The great smear is the much-repeated allegation by Anwar Ibrahim that this case was politically motivated.

As the judgment today details, this is simply false.

The independence of Malaysia’s judiciary is enshrined in the Constitution.

And this case was brought by a private individual, Anwar Ibrahim’s employee, who lodged a police complaint in which he accused Anwar Ibrahim of using undue pressure, as his employer, to coerce him into sex.

Nobody could have scripted the twists and turns of the extraordinary and comprehensive legal processes, including the many decisions that have gone in Anwar Ibrahim’s favour.
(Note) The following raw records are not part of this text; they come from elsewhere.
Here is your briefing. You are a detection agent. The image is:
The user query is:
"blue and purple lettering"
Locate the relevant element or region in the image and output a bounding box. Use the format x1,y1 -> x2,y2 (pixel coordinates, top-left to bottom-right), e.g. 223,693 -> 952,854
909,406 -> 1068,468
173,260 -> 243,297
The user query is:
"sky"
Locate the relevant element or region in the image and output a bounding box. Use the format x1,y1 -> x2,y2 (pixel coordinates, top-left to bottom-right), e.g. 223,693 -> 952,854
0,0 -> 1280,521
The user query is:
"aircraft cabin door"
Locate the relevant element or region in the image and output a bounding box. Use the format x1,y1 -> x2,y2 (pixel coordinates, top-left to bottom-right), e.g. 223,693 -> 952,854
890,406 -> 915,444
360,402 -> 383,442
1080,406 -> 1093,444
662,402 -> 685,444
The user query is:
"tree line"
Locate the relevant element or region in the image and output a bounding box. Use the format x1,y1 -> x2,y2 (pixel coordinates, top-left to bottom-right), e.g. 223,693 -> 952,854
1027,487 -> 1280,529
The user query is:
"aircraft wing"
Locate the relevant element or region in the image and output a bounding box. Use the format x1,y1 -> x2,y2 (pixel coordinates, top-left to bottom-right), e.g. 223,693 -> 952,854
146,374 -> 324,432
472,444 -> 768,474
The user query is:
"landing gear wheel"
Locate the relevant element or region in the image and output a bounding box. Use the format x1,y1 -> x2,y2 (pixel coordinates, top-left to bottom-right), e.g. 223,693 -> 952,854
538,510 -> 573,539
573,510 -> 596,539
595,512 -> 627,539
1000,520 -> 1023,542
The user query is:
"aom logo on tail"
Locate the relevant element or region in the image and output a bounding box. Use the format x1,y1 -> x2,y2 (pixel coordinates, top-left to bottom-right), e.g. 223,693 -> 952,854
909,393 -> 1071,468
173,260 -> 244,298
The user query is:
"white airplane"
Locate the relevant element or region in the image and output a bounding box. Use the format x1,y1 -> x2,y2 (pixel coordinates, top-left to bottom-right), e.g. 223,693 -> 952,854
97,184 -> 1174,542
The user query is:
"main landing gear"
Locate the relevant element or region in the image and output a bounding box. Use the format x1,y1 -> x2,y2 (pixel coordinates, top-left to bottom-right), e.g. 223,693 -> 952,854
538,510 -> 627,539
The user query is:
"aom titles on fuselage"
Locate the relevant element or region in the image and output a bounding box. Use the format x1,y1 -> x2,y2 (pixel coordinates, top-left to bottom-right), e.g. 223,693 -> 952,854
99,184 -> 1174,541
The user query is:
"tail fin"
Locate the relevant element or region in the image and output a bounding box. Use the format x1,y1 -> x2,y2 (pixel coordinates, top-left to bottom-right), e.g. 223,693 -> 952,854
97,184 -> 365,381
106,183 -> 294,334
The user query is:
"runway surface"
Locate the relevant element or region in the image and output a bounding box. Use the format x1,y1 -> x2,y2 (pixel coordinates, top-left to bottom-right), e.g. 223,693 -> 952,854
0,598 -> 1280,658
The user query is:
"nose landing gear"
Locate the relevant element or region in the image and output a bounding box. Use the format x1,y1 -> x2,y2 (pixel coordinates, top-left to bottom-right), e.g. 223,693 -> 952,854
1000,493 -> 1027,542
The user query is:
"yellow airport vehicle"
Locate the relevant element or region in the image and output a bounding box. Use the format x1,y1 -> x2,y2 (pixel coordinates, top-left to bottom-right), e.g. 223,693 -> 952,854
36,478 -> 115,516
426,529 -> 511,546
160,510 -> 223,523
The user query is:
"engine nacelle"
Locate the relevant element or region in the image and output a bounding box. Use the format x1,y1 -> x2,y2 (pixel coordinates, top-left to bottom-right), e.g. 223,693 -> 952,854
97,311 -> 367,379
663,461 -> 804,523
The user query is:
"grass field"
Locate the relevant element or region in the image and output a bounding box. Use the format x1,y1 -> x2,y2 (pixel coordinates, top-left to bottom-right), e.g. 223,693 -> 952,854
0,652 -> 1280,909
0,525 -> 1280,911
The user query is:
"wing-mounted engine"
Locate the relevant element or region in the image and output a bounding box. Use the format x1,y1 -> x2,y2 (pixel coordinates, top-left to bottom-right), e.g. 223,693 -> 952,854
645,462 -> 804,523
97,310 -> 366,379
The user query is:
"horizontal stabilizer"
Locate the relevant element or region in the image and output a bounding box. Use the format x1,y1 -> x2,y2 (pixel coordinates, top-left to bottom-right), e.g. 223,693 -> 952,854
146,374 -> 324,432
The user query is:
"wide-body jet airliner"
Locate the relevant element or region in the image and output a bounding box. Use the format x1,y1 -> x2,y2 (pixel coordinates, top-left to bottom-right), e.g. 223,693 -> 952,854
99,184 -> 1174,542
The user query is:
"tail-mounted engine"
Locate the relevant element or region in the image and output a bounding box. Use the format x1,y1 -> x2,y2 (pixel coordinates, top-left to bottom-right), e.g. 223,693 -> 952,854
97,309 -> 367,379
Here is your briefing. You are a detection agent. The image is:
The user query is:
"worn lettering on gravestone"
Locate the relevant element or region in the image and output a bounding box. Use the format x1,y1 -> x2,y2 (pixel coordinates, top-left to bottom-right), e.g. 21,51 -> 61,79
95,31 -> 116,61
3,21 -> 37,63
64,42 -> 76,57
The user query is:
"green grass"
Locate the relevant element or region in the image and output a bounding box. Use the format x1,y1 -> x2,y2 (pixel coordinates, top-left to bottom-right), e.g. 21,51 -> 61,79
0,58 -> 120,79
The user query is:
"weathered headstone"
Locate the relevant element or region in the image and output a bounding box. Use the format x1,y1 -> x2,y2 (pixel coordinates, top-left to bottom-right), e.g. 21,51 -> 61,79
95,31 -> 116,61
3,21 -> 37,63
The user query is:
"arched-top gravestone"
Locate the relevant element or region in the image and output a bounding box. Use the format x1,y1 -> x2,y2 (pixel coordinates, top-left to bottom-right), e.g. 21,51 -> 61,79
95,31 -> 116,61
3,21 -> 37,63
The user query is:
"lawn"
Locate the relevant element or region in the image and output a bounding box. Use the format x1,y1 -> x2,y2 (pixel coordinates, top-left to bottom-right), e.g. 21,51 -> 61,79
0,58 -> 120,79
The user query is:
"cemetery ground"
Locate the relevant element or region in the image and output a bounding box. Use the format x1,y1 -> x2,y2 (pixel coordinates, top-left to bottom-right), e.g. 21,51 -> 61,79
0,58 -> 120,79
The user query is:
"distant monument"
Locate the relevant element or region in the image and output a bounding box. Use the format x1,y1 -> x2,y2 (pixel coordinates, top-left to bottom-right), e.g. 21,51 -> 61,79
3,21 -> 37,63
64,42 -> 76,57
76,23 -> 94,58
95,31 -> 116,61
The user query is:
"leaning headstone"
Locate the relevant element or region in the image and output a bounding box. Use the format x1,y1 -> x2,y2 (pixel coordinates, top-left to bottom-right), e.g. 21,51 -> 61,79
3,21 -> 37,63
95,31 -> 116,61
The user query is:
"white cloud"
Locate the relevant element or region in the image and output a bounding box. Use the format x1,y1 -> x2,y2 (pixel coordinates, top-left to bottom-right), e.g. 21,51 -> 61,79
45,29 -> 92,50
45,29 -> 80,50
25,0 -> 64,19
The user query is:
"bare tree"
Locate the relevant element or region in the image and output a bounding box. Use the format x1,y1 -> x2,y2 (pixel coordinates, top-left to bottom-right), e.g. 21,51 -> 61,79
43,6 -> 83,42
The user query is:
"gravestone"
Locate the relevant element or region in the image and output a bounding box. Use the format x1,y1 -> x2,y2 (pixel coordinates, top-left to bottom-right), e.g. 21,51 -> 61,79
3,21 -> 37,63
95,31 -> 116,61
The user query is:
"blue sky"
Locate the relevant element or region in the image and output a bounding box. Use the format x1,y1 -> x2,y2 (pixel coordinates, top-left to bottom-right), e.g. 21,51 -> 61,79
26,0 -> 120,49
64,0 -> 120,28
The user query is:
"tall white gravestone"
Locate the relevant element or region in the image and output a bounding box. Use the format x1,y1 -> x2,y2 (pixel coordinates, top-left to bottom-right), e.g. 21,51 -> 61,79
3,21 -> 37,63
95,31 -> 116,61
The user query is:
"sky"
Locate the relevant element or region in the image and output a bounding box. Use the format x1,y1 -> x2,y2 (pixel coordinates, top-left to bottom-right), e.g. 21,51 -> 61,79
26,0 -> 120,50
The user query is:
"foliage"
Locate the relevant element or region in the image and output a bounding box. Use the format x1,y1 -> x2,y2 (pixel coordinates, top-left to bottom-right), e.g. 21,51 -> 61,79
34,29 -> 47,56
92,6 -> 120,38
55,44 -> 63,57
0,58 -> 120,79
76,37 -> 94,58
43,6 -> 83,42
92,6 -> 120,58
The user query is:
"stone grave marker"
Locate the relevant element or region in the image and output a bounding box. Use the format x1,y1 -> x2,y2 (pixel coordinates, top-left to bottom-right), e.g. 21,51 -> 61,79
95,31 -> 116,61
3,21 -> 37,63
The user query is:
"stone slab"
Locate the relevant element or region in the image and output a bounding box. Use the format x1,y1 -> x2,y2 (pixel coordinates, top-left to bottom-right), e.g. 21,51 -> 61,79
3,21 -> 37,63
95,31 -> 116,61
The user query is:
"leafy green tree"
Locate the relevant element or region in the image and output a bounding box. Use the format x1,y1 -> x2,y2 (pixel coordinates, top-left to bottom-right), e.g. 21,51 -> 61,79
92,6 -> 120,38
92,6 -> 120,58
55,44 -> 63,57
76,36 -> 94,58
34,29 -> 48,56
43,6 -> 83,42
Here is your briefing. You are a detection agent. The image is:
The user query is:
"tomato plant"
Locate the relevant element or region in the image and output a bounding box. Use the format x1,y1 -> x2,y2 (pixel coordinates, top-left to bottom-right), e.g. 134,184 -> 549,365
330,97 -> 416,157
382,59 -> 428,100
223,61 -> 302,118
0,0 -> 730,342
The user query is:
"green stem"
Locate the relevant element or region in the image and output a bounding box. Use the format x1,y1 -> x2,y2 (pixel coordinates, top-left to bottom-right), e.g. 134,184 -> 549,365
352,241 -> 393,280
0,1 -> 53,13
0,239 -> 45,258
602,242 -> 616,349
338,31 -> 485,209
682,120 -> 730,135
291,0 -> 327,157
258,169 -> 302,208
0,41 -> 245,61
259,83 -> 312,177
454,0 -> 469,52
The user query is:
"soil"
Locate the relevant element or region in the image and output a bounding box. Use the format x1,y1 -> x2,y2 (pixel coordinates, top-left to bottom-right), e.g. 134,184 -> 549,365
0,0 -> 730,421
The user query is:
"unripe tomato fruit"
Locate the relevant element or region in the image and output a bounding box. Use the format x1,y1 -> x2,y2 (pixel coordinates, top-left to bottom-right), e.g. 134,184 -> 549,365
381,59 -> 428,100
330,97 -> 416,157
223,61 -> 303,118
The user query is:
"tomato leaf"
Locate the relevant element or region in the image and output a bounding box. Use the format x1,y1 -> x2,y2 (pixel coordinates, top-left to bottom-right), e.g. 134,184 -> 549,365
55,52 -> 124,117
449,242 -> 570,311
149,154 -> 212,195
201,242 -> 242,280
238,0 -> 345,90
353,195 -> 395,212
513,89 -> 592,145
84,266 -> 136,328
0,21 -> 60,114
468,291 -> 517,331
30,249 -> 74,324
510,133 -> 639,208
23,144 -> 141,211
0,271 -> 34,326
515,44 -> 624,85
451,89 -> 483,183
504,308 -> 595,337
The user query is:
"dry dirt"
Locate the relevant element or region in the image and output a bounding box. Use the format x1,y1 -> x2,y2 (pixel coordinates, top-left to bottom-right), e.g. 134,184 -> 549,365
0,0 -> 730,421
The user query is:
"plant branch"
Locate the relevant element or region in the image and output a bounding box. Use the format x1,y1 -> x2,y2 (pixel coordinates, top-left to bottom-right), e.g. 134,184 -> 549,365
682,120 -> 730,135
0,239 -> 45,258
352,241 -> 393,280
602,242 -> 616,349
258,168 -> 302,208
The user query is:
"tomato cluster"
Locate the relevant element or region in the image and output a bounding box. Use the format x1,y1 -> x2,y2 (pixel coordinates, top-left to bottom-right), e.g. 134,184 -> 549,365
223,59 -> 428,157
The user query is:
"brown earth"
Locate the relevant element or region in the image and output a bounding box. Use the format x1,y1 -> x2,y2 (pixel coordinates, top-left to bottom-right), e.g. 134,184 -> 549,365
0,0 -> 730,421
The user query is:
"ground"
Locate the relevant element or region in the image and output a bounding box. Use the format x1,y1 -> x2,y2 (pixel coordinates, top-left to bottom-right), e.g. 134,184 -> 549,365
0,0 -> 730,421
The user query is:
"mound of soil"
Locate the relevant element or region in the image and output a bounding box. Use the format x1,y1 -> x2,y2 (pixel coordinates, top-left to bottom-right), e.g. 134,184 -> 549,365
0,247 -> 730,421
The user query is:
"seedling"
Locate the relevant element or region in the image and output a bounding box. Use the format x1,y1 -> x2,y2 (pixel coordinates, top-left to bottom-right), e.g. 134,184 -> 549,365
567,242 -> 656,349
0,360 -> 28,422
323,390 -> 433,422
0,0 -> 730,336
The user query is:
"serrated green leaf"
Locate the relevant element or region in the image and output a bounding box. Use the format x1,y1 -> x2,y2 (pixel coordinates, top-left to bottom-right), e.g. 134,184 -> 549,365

To allege as much is offensive to the judges, and it is unsustainable to anyone who reads today what they decided, and why.

The only politically motivated actions here are those of Anwar Ibrahim and his supporters who have been demanding that the case be dropped.

Consider how this matter first arose.

As Hansard (dated 22 October 1997, 18 December 1997) recalls, the very first time an MP stood up in Parliament holding a statutory declaration that accused Anwar Ibrahim of sexual – homosexual – assault, Anwar Ibrahim was Deputy Prime Minister and his accuser was not a member of the government, but in fact an opposition MP from the DAP.

And who was his original accuser? The late Karpal Singh, MP, a brilliant lawyer.

Any account of the criminal and then political downfall of Anwar Ibrahim should recall who threw the first stone.

But for the victim and indeed Malaysia, this has been a dreadful and long drawn out saga.

At this time of closure, I ask the honourable members of the media present to impartially look at the facts of the case, to analyse the meticulous judgments, and to carry these, as best they may, to the people.

I am afraid some media appear to regard the Malaysian courts as acting fairly whenever they find in Anwar Ibrahim’s favour, and as compromised whenever they do not.

We all have a duty to the victim, a young man who was Anwar Ibrahim’s personal assistant, and who through no fault of his own has found himself in the national and international spotlight.

As with all victims of serious crimes, he had the right to see his complaint properly investigated by the police and the judiciary.

So, rather than being a story about politics, this is actually a human story – and from the judiciary’s perspective, it is the role of our country’s justice system to enable both sides of the story to be heard in court.

Above all, this is a story about all men, regardless of their power, being equal before the law.